Rien à apprendre. Rien à performer.
Juste sentir — avec présence.
Il s’agit de rouvrir une voie sensorielle profonde —
oubliée dans le corps adulte, mais essentielle dans l’enfance.
Par le toucher conscient de zones riches en récepteurs (mains, lèvres, organes génitaux),
vous activez des circuits neuronaux liés au plaisir direct et non conditionnel.
C’est une porte d’entrée réelle pour restaurer vitalité, désir et sensation.
Cette pratique s’appuie sur des lignées comme le Somatic Consent et la Sexologie Somatique.
Mais cette version est autoriale — adaptée par moi pour les femmes à la maturité.
Rien de mystique. Rien de sexualisé.
Un corps avec science.
Cette pratique est seulement le premier pas.
Lors de la Séance d’Évaluation du Collapse Sensoriel, j’adapte l’exercice à votre corps et vous repartez avec un chemin clair pour retrouver plaisir, désir et stabilité.
La pratique connue sous le nom de “Réveil des mains” provient d’anciens exercices somatiques, initialement utilisés par des professionnels de la psychiatrie et de la médecine comme outil de reconnexion sensorielle.
Elle a été ensuite adaptée par Betty Martin dans le cadre de la Roué du Consentement, et renommée “Awakening the Hands” — une manière d’aider les personnes à différencier les sensations de donner et recevoir, dans les pratiques de toucher conscient.

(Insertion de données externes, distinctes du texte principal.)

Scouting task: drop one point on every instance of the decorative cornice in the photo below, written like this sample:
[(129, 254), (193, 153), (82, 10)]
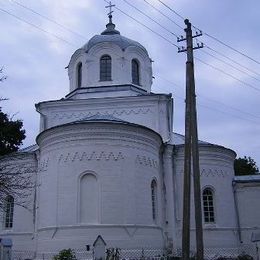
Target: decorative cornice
[(146, 161), (96, 156)]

Cette approche a été approfondie par Matt Schwenteck, fondateur du Somatic Consent, dont j’ai été l’élève directe et auprès de qui je me suis formée.
Aujourd’hui, j’agis comme ambassadrice du Somatic Consent en Suisse.
À partir de cette base, j’ai développé une approche personnelle — qui intègre les fondements de la Sexologie Somatique, du Sexological Bodywork, et des pratiques de neuroactivation sensorielle.
Il ne s’agit plus simplement de “réveiller les mains”, mais de rouvrir la voie neuronale du plaisir direct dans le corps, souvent oubliée à l’âge adulte — et pourtant essentielle à l’épanouissement intime dans la maturité.
J’utilise les mains, les lèvres, les organes génitaux, ou toute autre porte sensorielle disponible et réceptive à ce moment-là.
Ce n’est pas un rituel qu’on suit.
C’est le corps qu’on écoute.
Comme toute lignée vivante, cette pratique évolue.
Et l’élève va plus loin que le maître — car il porte et transforme ce qu’il a reçu.
Je continue là où mon maître s’est arrêté.
Et j’aide les femmes à retrouver des voies de plaisir oubliées, non pas comme une performance, mais comme un retour intime, régulé et sensible à leur propre corps.